From a rhetorical and cultural analyst perspective, rather than simply a historical perspective, it is useful to consider what changes when a project is remediated and why. Sometimes changes are simply out of necessity due to limitations of technology or exist for the simple availability of new forms of expression (think the shift from black and white to color in The Wizard of Oz (1939) that occurred in the film itself), but often they reflect deeper needs of a rhetorical situation or clear intentions on the part of the writers/creators. Sometimes changes that come out of chance or necessity have long lasting cultural impact, as well. Think of the “melting” of the Wicked Witch of the West in that film. It was described in the book, but this was the first time that children and their parents actually got to see this magical act visualized for them as if it were real. While today’s children may view this as nothing of consequence due to oversaturation with special effects in their media, it had a profound effect on many children who saw this for the first time.
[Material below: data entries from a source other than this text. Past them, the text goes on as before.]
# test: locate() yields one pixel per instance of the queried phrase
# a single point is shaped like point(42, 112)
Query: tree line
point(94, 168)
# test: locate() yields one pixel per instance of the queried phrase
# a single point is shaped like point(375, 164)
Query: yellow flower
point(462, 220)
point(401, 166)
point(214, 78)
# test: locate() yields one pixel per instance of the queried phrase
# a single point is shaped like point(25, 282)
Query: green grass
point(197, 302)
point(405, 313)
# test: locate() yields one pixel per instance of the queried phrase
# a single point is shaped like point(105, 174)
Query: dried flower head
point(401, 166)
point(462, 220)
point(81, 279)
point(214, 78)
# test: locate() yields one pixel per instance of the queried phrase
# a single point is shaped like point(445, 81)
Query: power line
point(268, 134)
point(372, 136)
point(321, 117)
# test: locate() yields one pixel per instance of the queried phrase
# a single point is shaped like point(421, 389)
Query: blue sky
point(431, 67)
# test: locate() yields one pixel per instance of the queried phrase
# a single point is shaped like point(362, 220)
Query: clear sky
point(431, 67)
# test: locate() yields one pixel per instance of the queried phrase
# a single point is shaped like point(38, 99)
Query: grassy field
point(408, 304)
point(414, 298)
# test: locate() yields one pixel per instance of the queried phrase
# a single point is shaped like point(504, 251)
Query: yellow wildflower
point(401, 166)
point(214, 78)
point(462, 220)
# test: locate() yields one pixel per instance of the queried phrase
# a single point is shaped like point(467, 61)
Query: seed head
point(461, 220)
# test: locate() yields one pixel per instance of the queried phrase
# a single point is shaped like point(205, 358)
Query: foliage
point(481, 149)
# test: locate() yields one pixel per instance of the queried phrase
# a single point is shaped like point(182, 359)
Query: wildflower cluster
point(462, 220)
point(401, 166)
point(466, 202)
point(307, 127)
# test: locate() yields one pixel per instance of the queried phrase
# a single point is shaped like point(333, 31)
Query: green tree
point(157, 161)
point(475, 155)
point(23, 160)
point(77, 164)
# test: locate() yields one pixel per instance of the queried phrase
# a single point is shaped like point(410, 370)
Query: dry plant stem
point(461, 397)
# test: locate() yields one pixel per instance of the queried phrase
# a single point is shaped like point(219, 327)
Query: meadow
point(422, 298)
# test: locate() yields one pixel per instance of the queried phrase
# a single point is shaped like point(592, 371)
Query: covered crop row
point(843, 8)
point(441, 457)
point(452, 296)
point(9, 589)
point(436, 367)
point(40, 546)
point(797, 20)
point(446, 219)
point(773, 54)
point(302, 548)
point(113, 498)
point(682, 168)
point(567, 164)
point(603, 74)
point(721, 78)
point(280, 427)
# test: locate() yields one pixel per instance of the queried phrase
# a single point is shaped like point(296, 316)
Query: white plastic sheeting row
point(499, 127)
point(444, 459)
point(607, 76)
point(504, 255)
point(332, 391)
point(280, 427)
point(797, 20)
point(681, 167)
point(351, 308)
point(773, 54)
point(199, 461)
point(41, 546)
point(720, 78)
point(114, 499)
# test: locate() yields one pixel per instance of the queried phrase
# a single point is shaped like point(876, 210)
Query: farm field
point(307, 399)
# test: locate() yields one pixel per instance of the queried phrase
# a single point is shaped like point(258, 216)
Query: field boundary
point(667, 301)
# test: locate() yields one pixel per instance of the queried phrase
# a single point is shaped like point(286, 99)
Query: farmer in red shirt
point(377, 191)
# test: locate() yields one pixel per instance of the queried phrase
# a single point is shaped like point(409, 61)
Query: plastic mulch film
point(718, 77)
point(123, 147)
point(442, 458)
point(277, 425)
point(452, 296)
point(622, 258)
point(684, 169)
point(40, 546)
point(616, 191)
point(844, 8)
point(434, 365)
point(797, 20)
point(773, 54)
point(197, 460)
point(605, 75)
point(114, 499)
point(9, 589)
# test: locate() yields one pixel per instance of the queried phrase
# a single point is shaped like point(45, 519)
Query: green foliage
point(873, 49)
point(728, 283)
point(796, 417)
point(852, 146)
Remediation is not as widely discussed in rhetoric circles today as it was in the early 2000s, probably because it has become muscle memory of a sort. It’s just generally accepted that this is “a thing” that is a part of media studies. It is probably more interesting to discuss what one can do rhetorically with remediation than that it exists and there are many examples of it. That is a fair point. I think that culturally discussions of remediation and adaptation in 2023 are worth a deeper look because we’re in the throes of constant remix and adaptation. Sequels and prequels are everywhere, and it’s useful to ask why. From a business perspective, you will get answers related to engagement and recognition, but it is more than that. Social media and the internet play an important role in the current trends with familiarity, adaptation, and extension of various “universes” related to franchises like Marvel or Doctor Who or The Wizard of Oz. The internet has popularized and made possible the easy sharing of fandom creations, like fan fiction or fan art. Each emerging generation of creators gets to discover and rewrite familiar works for their own peers or to teach others about the way they see the world.

I just wanted to add:
Universe building is so commonplace today in creative circles that it really does bear examination when talking about multimodality. I welcome to hear your thoughts and investigations about this. I don’t think it’s a fluke that some of the most popular books series of the past became multimodal franchises that go well past the books (think Harry Potter and again the Wizard of Oz, which was an early attempt at universe building by a children’s author). Often these attempts to build media universes are very multimodal and hybrid across live action, video, text, social media of all kinds, very interactive at certain points (there is a Wizard of Oz theme park).